The Keith Yaun Quintet,
Countersink
(Leo Lab, 1997)

He has a pretty standard bebop sound marred, now and again, by imperfect technique, but considerably enhanced by a strong imagination. His solos are flowing affairs, sometimes dissonant but always within the world of bop harmony. An album like this one, then, might seem an odd place to find a player like Keith Yaun. Yes, this is themes-and-solos stuff, but its feel is much more fluid, and particularly more open to group interaction, than the work of the neo-hard-bop brigade.

John Lockwood is, of course, a known quantity, providing rock-solid, muscular accompaniment on bass. Johnny McLellan is perhaps less of a name, but his flexible approach to the drums is proactive enough to cope with this rather open-ended music. At their best -- which is most of the time -- these two provide a precarious, anything-could-happen framework which seems to hover in the air, about to spring into action, like a goalkeeper facing a penalty.

Any opportunity to hear Mat Mereri is to be seized with both hands; his is a genuinely unique voice on the violin and his lumpen, gliding harmonics have a logic all of their own. Sit with him for a while and he starts to sound like something very special indeed. Nathan Cook, on the other hand, is a pretty generic bop-to-free player; he neither distinguishes nor disgraces himself here on the tenor sax, although his contributions to the head arrangements are pretty much indispensible.

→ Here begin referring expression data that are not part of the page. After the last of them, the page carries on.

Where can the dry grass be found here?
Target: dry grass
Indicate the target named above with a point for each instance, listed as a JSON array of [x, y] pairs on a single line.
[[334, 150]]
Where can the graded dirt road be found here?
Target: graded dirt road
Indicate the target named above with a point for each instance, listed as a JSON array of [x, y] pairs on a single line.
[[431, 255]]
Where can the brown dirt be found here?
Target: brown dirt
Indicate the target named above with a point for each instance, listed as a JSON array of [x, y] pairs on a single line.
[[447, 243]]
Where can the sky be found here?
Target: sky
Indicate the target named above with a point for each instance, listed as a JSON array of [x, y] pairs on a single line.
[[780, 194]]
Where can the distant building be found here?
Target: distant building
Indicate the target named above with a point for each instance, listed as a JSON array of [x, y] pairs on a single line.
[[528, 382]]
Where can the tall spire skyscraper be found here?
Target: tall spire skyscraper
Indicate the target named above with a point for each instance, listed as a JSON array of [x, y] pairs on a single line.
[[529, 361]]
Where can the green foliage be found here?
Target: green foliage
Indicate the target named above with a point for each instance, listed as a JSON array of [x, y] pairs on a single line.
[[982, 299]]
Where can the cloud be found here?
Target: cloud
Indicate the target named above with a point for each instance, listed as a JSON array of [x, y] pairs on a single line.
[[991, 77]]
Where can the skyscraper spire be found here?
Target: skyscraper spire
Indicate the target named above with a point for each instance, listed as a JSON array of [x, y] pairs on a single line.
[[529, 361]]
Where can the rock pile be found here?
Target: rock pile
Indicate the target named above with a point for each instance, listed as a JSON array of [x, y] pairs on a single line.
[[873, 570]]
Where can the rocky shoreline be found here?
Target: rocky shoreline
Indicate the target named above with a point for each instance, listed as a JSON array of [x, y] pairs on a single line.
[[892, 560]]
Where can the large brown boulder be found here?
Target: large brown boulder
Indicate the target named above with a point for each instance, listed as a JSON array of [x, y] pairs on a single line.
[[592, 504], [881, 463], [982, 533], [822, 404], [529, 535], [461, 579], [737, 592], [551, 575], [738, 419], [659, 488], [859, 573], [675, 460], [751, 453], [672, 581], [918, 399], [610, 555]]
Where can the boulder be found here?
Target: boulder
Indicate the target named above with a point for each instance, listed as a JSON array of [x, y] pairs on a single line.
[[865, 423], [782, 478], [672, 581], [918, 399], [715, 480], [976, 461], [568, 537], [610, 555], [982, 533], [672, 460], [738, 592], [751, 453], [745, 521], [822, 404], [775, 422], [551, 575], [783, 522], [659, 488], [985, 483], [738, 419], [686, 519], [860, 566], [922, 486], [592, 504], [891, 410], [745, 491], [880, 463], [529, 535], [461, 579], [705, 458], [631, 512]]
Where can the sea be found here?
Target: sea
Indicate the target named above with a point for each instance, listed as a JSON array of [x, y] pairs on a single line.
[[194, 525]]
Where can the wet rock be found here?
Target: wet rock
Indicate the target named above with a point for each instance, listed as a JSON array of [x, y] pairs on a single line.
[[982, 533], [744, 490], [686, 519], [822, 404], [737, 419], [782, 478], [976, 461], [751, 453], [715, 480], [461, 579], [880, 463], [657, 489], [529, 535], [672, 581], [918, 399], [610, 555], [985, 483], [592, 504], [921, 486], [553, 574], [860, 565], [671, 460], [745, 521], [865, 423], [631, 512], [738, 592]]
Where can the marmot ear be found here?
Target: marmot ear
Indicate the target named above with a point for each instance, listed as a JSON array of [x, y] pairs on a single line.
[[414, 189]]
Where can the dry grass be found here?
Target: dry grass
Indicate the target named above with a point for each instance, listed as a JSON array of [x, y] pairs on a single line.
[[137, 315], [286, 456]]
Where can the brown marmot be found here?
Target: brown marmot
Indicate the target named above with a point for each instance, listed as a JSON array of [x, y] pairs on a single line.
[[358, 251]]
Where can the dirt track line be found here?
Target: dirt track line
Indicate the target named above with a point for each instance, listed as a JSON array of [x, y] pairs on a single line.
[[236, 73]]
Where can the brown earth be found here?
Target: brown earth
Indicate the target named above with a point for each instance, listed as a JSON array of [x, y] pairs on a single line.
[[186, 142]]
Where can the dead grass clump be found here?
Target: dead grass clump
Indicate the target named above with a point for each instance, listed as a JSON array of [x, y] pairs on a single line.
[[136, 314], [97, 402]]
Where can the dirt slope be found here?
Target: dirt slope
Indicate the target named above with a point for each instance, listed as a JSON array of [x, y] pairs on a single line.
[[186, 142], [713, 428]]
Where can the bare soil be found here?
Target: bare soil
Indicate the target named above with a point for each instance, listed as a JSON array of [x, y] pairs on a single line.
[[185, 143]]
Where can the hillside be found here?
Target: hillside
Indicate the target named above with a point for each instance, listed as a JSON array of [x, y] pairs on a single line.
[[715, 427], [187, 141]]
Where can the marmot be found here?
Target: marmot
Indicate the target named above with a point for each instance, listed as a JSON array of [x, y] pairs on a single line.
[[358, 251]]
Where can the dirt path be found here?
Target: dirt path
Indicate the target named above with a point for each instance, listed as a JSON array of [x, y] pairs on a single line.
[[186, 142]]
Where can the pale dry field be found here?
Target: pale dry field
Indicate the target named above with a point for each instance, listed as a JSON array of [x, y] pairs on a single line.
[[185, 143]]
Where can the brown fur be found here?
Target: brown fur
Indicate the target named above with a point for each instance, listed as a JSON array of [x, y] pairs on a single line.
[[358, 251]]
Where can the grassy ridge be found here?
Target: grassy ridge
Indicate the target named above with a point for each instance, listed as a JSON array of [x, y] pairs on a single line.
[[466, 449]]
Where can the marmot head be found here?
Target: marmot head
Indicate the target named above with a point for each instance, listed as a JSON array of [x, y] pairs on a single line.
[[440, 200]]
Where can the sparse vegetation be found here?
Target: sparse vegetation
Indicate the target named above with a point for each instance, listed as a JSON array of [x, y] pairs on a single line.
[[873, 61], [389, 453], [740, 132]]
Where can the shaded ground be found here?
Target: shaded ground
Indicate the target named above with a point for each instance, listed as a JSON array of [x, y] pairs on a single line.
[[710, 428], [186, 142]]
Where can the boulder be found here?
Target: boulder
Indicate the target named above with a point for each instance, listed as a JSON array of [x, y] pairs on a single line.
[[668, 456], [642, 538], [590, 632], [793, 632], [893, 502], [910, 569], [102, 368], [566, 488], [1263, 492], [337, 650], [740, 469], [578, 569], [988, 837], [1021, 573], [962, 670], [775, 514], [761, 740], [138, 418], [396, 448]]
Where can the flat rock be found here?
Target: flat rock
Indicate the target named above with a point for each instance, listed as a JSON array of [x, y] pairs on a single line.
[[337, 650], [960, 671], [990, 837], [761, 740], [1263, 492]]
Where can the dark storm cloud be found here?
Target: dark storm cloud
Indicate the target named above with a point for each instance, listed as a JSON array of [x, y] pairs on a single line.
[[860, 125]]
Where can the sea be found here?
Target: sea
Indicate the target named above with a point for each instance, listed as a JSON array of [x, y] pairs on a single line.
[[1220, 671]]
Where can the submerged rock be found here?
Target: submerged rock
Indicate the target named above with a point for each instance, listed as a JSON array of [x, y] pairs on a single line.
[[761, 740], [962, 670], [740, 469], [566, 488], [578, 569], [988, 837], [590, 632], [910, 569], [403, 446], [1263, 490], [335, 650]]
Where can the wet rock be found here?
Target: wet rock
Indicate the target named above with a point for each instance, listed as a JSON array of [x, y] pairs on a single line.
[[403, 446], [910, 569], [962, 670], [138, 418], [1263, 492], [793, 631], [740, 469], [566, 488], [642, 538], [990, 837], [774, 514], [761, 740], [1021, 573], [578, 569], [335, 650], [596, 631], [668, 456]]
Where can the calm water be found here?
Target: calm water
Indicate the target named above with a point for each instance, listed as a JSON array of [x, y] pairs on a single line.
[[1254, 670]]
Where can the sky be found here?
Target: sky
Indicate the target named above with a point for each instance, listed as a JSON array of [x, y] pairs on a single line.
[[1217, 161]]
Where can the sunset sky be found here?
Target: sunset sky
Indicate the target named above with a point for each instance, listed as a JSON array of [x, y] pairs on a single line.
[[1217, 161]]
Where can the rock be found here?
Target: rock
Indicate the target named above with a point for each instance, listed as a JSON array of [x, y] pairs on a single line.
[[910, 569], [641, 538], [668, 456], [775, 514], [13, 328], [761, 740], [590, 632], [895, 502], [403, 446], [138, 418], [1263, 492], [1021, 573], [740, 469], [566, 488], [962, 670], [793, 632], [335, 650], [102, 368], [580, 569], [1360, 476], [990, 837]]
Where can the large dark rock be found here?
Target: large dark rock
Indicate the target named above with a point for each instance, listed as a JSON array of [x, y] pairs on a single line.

Yaun himself sometimes struggles here, as with his own Dolphyesque "Runup," which is taken at a tempo he clearly finds uncomfortable. In the more spacious passages, he is able to play within his competence and some nice ideas emerge, though he does have some maturing to do if he is to leave behind the licks and the vague sketchy shapes to hone his playing to a point where execution matches conception. The quality of that conception is evidenced by the four strong compositions that he contributes to this session, and it will be interesting to see how he develops from here.